= Hirotaro Higuchi =

Japanese businessman (1926–2012)

Hirotaro Higuchi (樋口 廣太郎, Higuchi Hirotaro) was a Japanese business executive, the representative director and president of The Sumitomo Bank, the representative director and president of Asahi Breweries, and the vice chairman of Keidanren.

==Career==
Hirotaro Higuchi was born to the family running futon shop in Kyoto in 1926. He graduated from Hikone Commercial College (now, Shiga University). and joined Nomura Securities and got a new job in Nomura Bank (later, The Daiwa Bank, now, Resona Bank).
After leaving Nomura Bank, he entered Kyoto University in 1946. In 1949, he graduated from Kyoto University and joined The Sumitomo Bank.

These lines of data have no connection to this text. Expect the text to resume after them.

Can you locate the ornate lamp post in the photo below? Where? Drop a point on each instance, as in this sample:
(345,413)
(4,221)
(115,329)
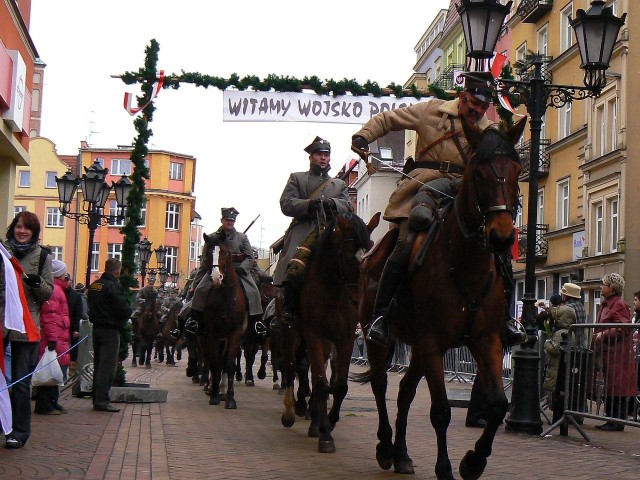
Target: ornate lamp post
(144,255)
(596,32)
(95,194)
(174,279)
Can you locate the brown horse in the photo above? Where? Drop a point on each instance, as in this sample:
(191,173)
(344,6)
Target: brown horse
(148,330)
(224,319)
(454,297)
(329,314)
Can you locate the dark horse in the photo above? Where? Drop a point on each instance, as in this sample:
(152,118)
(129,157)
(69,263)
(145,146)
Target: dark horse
(252,342)
(455,297)
(224,318)
(148,330)
(329,314)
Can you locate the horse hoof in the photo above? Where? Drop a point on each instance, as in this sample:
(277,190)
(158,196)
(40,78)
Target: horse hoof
(326,446)
(287,422)
(314,431)
(403,465)
(472,466)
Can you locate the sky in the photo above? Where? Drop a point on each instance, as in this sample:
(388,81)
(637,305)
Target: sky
(239,164)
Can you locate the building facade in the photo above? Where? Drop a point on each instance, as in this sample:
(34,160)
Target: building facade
(17,58)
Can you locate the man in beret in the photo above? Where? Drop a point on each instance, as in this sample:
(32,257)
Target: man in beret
(305,194)
(242,254)
(441,153)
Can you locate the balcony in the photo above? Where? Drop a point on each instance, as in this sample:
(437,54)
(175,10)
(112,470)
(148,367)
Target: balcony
(524,151)
(542,244)
(532,10)
(446,80)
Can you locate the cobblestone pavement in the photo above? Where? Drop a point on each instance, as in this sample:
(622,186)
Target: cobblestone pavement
(186,438)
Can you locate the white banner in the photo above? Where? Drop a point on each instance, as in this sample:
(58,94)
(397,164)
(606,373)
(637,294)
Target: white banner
(249,106)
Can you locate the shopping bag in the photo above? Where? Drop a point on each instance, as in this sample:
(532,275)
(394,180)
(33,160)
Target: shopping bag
(48,372)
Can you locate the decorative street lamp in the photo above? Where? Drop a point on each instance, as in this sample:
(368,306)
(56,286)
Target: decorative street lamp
(596,33)
(174,279)
(144,256)
(95,193)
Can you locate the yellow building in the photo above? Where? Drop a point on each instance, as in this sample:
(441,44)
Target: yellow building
(581,191)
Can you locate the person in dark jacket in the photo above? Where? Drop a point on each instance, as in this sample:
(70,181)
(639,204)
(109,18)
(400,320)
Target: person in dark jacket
(108,312)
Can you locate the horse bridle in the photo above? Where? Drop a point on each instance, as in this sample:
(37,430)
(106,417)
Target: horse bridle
(479,233)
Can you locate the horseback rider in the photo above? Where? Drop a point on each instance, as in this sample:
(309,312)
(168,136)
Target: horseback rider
(242,254)
(441,154)
(305,195)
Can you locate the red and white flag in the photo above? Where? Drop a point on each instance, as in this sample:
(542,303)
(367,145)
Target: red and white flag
(128,97)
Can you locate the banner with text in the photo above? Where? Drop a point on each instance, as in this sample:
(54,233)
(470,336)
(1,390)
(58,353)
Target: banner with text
(249,106)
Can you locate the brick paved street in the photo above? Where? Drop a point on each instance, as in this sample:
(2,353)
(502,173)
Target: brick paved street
(186,438)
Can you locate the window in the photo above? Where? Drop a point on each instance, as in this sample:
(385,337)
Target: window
(95,257)
(17,209)
(172,219)
(114,221)
(613,211)
(120,167)
(175,171)
(563,203)
(50,180)
(143,215)
(566,32)
(564,121)
(171,260)
(54,217)
(540,217)
(24,178)
(598,230)
(56,253)
(114,250)
(543,40)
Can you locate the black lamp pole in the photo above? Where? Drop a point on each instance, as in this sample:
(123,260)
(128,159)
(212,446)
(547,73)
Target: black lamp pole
(95,194)
(596,32)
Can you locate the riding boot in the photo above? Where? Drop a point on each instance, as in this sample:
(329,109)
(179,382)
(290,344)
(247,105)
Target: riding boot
(389,280)
(289,302)
(194,323)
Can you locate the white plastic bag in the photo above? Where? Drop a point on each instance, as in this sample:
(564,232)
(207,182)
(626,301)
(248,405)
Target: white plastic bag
(48,372)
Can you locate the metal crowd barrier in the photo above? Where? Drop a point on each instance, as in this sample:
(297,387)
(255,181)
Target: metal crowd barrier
(598,378)
(459,364)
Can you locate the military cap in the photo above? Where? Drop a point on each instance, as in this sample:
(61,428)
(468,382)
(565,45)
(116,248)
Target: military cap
(229,213)
(480,84)
(318,145)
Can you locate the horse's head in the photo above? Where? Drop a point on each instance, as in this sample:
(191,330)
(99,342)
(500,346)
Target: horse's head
(490,187)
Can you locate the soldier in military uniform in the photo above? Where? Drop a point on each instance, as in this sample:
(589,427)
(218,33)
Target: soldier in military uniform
(242,254)
(441,153)
(304,195)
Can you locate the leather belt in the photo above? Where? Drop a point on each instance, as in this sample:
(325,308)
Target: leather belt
(444,167)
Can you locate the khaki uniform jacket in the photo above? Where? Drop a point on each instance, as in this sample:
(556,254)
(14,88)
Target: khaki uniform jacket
(294,202)
(430,120)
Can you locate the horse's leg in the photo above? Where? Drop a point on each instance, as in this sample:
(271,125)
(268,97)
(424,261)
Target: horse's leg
(318,351)
(402,463)
(489,359)
(440,410)
(378,362)
(340,375)
(264,358)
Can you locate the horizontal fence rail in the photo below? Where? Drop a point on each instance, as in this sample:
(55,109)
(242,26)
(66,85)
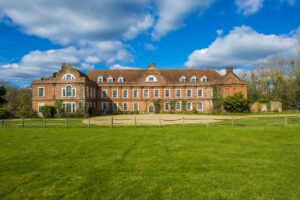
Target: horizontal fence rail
(136,121)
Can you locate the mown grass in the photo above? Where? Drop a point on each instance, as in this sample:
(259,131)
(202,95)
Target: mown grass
(171,162)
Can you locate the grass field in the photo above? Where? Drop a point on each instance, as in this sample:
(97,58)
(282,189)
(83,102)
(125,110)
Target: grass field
(172,162)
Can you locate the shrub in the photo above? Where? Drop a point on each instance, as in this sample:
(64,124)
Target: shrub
(48,111)
(4,114)
(236,103)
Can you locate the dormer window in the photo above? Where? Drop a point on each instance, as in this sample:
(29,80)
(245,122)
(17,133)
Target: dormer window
(120,79)
(151,79)
(100,79)
(204,79)
(193,79)
(110,79)
(68,77)
(182,79)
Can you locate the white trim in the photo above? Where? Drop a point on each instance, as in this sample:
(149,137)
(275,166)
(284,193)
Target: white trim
(137,93)
(158,93)
(65,76)
(200,103)
(123,93)
(176,93)
(137,105)
(180,105)
(191,105)
(102,107)
(165,93)
(123,106)
(39,91)
(186,92)
(144,93)
(112,93)
(105,93)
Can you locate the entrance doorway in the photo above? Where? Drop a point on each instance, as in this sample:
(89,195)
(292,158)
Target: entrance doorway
(151,109)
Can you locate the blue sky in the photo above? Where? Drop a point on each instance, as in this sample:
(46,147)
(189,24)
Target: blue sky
(37,36)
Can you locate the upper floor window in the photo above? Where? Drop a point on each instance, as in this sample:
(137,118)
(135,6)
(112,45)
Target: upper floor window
(182,79)
(121,80)
(151,79)
(193,79)
(68,91)
(68,77)
(100,79)
(110,79)
(41,91)
(204,79)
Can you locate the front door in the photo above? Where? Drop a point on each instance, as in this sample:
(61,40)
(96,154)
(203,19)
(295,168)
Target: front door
(151,108)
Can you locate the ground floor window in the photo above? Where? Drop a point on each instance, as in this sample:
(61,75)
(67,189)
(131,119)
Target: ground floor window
(167,106)
(115,107)
(189,106)
(135,106)
(125,106)
(178,106)
(69,107)
(200,106)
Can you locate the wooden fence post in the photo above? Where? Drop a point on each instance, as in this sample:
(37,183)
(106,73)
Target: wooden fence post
(285,120)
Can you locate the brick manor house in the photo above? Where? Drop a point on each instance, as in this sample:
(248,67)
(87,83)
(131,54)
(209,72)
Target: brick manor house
(134,90)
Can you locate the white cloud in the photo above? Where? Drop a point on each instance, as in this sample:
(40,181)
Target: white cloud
(118,66)
(171,14)
(243,47)
(249,7)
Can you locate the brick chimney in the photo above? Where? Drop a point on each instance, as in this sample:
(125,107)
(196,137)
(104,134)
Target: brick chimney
(229,70)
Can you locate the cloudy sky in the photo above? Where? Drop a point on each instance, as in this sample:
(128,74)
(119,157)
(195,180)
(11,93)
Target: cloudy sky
(36,36)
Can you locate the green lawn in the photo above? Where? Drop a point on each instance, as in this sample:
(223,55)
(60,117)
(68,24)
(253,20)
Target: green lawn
(172,162)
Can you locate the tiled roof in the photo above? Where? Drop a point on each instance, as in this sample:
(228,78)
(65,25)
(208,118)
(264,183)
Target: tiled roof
(170,75)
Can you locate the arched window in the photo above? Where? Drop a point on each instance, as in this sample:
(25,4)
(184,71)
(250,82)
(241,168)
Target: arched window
(151,79)
(110,79)
(68,77)
(204,79)
(182,79)
(100,79)
(120,79)
(193,79)
(68,91)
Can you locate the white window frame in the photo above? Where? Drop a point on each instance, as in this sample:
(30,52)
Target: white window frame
(198,92)
(117,107)
(126,105)
(201,105)
(169,106)
(102,106)
(40,105)
(158,93)
(138,106)
(104,90)
(187,108)
(151,79)
(169,93)
(68,74)
(186,93)
(144,93)
(137,93)
(180,90)
(121,79)
(112,93)
(39,91)
(123,93)
(180,103)
(110,79)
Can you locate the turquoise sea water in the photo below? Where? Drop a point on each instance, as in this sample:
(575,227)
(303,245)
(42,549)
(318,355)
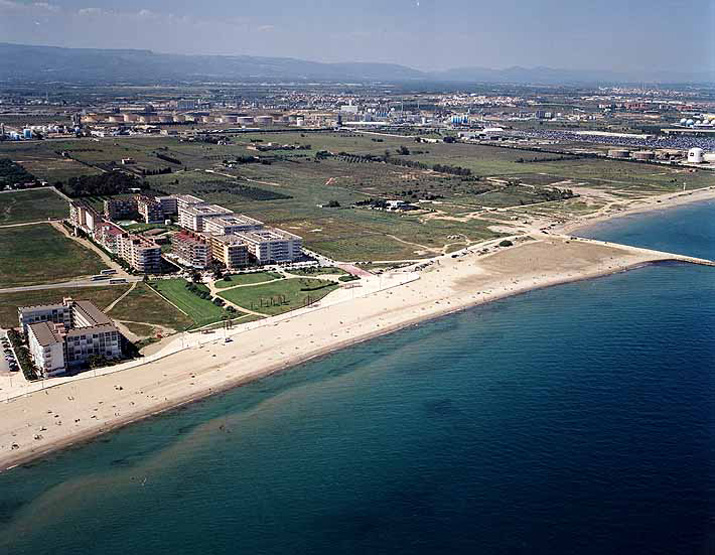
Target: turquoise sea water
(575,419)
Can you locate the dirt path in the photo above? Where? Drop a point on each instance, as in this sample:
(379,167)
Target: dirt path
(116,301)
(23,224)
(214,291)
(91,246)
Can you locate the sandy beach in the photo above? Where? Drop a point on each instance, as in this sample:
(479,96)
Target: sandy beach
(43,421)
(637,206)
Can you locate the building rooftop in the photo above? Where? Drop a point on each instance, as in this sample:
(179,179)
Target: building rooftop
(189,199)
(54,306)
(188,236)
(271,234)
(206,210)
(229,239)
(236,220)
(100,328)
(91,313)
(46,333)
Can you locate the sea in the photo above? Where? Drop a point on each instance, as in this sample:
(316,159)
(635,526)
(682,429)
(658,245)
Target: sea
(577,419)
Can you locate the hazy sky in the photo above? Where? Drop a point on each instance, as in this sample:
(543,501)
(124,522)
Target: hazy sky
(426,34)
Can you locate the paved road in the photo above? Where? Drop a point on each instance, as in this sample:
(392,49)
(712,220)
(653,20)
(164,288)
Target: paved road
(78,283)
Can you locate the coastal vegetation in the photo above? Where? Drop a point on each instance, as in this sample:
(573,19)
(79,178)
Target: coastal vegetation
(39,254)
(31,205)
(201,310)
(231,280)
(279,296)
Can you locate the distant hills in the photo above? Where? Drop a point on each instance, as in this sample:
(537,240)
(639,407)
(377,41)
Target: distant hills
(26,63)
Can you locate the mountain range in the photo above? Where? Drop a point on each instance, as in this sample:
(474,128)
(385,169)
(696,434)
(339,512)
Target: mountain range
(29,63)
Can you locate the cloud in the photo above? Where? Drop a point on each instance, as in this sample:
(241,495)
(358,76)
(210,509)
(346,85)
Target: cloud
(20,7)
(88,12)
(46,6)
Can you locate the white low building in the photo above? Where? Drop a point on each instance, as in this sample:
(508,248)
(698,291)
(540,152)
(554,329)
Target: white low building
(273,245)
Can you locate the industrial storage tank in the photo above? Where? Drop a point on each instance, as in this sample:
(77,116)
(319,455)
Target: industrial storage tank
(695,155)
(644,155)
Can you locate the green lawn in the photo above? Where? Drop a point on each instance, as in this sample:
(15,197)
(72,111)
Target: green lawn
(201,311)
(247,279)
(318,271)
(280,296)
(39,254)
(31,205)
(100,296)
(143,305)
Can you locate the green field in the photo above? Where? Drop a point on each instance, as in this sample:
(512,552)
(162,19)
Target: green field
(201,311)
(279,296)
(318,271)
(100,296)
(142,304)
(31,205)
(39,254)
(247,279)
(288,188)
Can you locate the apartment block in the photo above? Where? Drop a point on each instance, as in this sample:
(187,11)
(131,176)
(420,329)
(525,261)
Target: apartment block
(169,205)
(59,313)
(142,254)
(234,223)
(191,249)
(67,335)
(184,201)
(84,216)
(229,250)
(272,245)
(150,209)
(193,216)
(120,208)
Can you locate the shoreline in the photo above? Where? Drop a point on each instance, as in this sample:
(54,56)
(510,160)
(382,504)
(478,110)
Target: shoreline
(498,285)
(666,201)
(179,389)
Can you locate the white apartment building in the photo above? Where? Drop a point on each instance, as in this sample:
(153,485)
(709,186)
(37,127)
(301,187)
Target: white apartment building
(272,245)
(66,335)
(230,250)
(46,345)
(193,216)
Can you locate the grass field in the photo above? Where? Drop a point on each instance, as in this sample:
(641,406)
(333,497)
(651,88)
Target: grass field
(39,254)
(247,279)
(100,296)
(201,311)
(31,205)
(354,234)
(318,271)
(144,305)
(280,296)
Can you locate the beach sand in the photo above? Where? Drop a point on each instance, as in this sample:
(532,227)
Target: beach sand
(43,421)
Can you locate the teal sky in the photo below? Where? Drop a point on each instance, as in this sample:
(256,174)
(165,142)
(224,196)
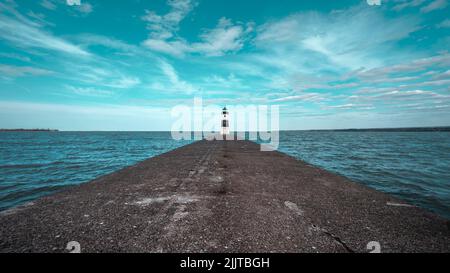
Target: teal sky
(122,65)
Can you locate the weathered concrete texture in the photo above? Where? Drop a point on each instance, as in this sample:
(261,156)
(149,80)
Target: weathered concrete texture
(221,196)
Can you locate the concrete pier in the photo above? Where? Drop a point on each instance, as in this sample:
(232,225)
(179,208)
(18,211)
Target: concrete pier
(221,196)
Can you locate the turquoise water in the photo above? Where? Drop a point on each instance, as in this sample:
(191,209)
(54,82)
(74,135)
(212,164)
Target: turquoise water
(414,166)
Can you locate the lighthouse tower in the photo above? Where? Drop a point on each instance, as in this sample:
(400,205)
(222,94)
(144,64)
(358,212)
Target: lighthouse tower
(225,123)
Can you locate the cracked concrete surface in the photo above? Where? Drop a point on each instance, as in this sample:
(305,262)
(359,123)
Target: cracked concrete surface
(221,196)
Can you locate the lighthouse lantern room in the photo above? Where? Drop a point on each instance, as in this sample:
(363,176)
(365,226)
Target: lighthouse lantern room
(225,123)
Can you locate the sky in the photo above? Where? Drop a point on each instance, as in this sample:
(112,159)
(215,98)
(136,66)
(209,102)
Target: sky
(123,65)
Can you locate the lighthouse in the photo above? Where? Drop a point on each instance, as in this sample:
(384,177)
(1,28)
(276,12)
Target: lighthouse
(225,123)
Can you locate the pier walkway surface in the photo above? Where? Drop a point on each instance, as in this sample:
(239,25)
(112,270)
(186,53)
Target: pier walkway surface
(221,196)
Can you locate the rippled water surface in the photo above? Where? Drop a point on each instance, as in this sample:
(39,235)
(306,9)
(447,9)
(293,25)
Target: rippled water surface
(414,166)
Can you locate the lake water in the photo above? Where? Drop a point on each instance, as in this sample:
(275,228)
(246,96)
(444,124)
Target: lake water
(414,166)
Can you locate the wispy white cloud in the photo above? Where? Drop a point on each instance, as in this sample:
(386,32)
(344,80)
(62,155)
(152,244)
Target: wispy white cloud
(89,91)
(48,4)
(350,38)
(444,24)
(435,5)
(407,4)
(23,32)
(226,37)
(173,82)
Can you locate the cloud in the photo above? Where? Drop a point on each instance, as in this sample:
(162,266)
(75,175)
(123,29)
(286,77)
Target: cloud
(444,24)
(226,37)
(21,71)
(93,39)
(175,83)
(95,117)
(408,4)
(85,8)
(435,5)
(309,97)
(24,33)
(351,38)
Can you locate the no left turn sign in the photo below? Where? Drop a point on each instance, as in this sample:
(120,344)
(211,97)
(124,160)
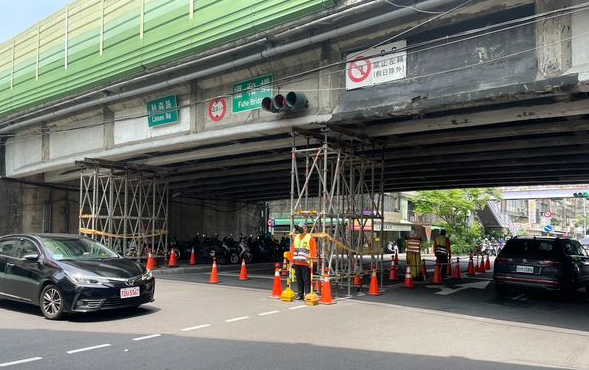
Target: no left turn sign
(359,69)
(217,109)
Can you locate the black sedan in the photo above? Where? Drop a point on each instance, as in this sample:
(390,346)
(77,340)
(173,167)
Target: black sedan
(542,263)
(64,273)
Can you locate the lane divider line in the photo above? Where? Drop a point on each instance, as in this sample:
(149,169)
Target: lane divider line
(196,327)
(87,349)
(147,337)
(24,361)
(268,313)
(238,319)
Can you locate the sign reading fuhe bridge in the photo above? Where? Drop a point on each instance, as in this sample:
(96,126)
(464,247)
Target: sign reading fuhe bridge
(248,95)
(161,111)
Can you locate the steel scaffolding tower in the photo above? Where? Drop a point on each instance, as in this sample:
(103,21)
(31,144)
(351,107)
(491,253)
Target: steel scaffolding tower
(124,206)
(339,189)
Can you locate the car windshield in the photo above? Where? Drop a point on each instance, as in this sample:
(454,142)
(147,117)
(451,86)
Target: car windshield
(61,249)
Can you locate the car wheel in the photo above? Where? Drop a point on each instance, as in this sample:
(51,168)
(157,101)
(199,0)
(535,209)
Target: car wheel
(52,302)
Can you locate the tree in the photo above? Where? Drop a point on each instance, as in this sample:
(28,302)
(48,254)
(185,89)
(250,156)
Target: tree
(454,207)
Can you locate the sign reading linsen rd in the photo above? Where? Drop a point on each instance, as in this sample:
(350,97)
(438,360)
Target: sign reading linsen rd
(161,111)
(248,95)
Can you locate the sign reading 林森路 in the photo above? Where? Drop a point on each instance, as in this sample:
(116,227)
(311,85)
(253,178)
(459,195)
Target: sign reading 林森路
(161,111)
(248,95)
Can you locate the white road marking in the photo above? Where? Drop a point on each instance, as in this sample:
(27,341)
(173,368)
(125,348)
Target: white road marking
(24,361)
(268,313)
(147,337)
(238,319)
(196,327)
(87,349)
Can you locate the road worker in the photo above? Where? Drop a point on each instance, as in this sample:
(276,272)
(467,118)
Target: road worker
(302,252)
(442,249)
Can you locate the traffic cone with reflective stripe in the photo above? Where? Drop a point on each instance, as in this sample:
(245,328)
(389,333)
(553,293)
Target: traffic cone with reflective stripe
(214,277)
(457,272)
(173,262)
(326,292)
(423,270)
(437,274)
(470,270)
(393,274)
(277,288)
(150,263)
(373,289)
(192,257)
(243,272)
(408,278)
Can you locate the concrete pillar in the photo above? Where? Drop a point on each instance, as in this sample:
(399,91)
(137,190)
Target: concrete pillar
(553,40)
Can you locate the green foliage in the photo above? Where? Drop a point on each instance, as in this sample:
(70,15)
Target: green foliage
(454,208)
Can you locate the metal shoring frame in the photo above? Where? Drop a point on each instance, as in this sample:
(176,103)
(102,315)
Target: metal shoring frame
(344,181)
(115,201)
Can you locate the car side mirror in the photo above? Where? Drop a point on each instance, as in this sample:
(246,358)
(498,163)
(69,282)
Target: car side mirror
(31,257)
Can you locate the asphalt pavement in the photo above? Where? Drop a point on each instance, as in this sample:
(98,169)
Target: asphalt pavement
(234,325)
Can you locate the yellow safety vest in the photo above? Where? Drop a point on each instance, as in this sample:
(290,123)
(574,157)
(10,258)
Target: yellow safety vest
(302,252)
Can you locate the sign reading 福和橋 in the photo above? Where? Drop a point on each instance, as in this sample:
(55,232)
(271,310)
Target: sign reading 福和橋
(376,65)
(248,95)
(162,111)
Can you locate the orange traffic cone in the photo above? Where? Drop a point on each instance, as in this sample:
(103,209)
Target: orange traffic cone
(173,260)
(424,270)
(243,272)
(214,278)
(277,288)
(437,274)
(457,273)
(470,270)
(150,263)
(326,292)
(192,257)
(393,274)
(373,289)
(408,278)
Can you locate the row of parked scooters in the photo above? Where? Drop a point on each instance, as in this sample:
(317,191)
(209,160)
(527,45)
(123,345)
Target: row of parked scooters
(230,250)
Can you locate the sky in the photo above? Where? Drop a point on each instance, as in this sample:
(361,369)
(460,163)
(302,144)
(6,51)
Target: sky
(21,14)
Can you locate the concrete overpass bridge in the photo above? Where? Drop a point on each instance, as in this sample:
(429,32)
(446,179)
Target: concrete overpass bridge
(445,93)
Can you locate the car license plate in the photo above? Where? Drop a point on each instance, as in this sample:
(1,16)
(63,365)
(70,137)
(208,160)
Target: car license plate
(130,292)
(525,269)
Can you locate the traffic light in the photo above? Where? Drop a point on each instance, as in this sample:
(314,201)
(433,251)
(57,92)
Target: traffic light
(280,103)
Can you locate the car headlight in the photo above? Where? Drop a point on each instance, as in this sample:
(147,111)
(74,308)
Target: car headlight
(80,279)
(148,275)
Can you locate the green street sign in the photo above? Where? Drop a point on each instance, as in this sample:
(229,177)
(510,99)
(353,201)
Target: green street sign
(248,95)
(161,111)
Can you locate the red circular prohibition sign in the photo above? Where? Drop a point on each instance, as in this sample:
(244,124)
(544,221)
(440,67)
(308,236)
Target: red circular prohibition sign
(363,69)
(217,109)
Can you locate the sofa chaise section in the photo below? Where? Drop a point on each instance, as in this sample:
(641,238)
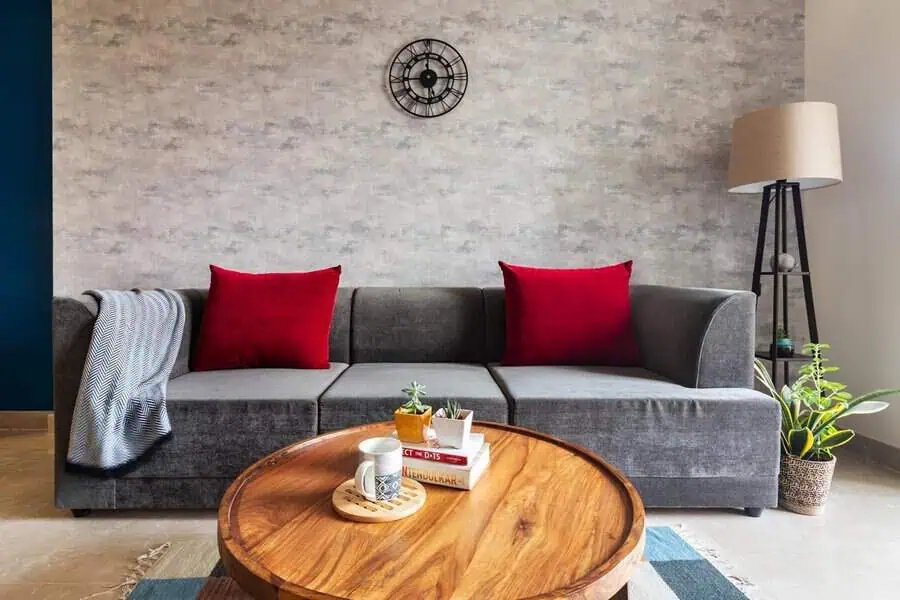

He moved up through the ranks to the level of director of The Sumitomo Bank in 1973, managing director thereof in 1975, representative & senior managing director thereof in 1979 and the representative director & vice president thereof in 1982. After losing in the presidential race with Ichiro Isoda, in 1986, he became the advisor of Asahi Breweries which was then thought unrebuildable and the representative director & president thereof. He became the representative director & chairman of the board of directors thereof in 1992 and director, advisor and honorary chairman in 1999.

He also served as the vice chairman of Keidanren, the president of New National Theatre Foundation, the chairman of Osaka Securities Exchange and the special adviser to the Cabinet.